Now, as the military shifts its focus to Asia-Pacific region, the DOD is going to — increasingly rely on the installations in our western states. And I wanted to ask you today to discuss how DOD is taking advantage of the investments that we’ve now made over the last 12 years and the strategic value of our installations in the western states like Joint Base Lewis-McChord and the Fairchild Air Force Base in Washington state to facilitate your long-term strategic decisions.

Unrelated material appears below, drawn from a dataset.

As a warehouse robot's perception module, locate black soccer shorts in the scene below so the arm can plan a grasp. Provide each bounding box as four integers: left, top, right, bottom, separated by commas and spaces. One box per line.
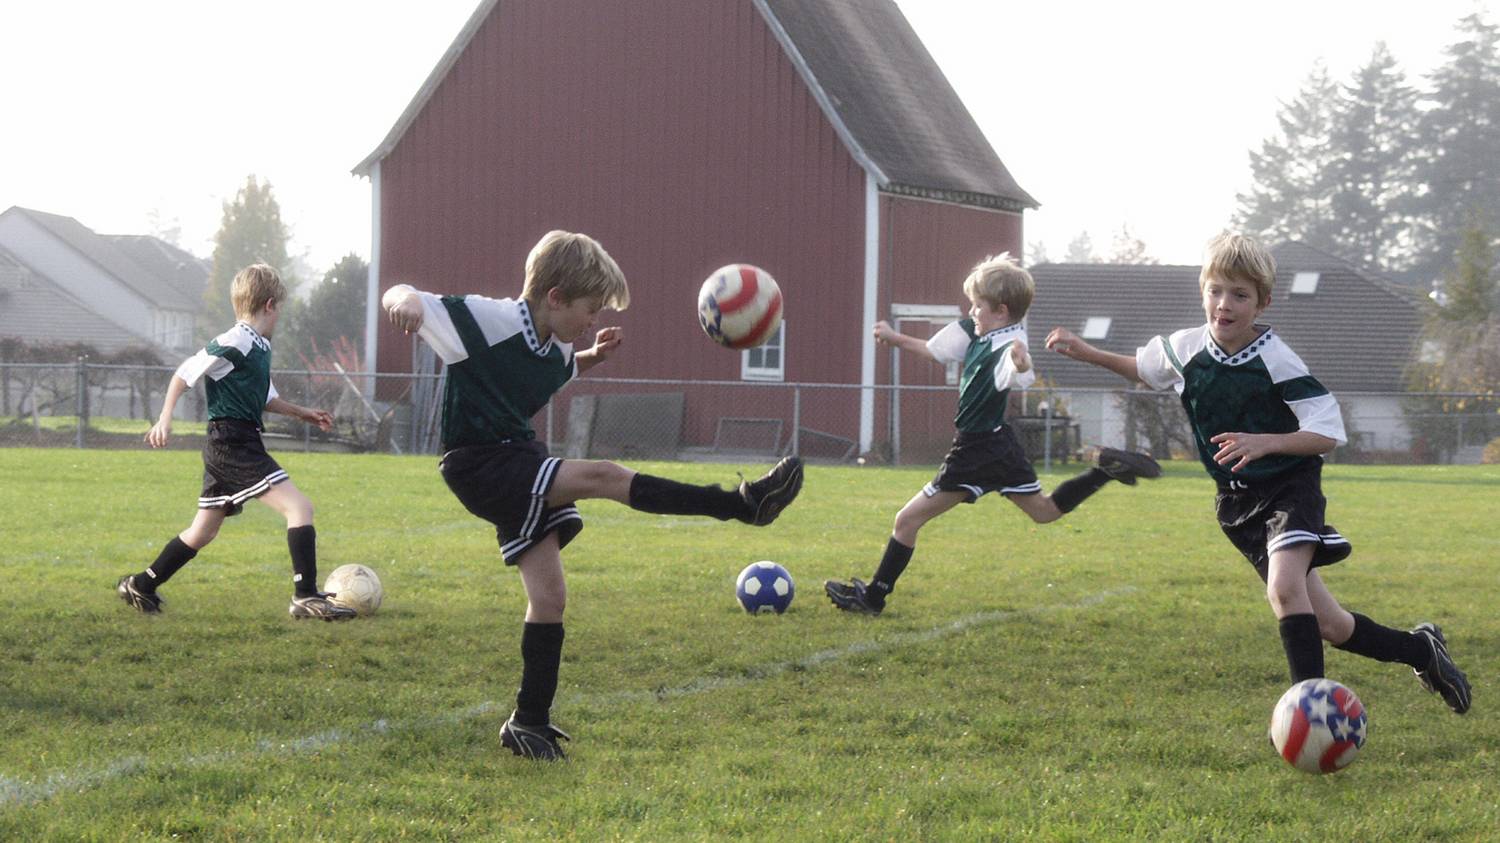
923, 426, 1042, 503
1215, 460, 1352, 581
198, 419, 288, 517
439, 439, 583, 565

HAGEL: I’ll make a general comment in response to your question — General Dempsey or the comptroller would like to add anything. Obviously, as you have stated, those assets that we have, especially in the western part of the United States, become — they’ve always been important, but become more central to that — that shift of priorities based on threats and interests in our — in our — in our ability to defend those interests in the Pacific — Asia-Pacific.
So, I don’t think there’s any question that that’s going to continue. And that means infrastructure. That means all that goes with it. Now, that doesn’t mean that they’re not — there will not be any adjustments or considerations of consolidations. Until we get down into some of these things as to the implementation of the defense strategic guidance, and, in particular, the Asia-Pacific rebalancing. But my general assessment of it is, that they — they will remain critically important to that strategic shift.
MURRAY: General Dempsey?
DEMPSEY: The only thing I’d add, Senator, is that I align myself with the secretary’s general impression that our rebalancing the Pacific will certainly advantage that part of our infrastructure that tends to exist on the west coast.
But it’s worth mentioning that the Army, for example, has not announced how it will go from its current strength, which is roughly 500 — just over 550,000 down to 490,000 based on the — last budget cut, the $487 billion. There’s going to have to be some number of brigades cut. And the Army has not announced, nor shared, with the secretary yet which of those — where — those reductions will come from.
On top of that, then we’ve got to account for sequestration. And it will affect every — I predict it will affect every installation in the continental United States and most of those overseas.
MURRAY: Thank you, very much, Mr. Chairman. Thank you to all of you.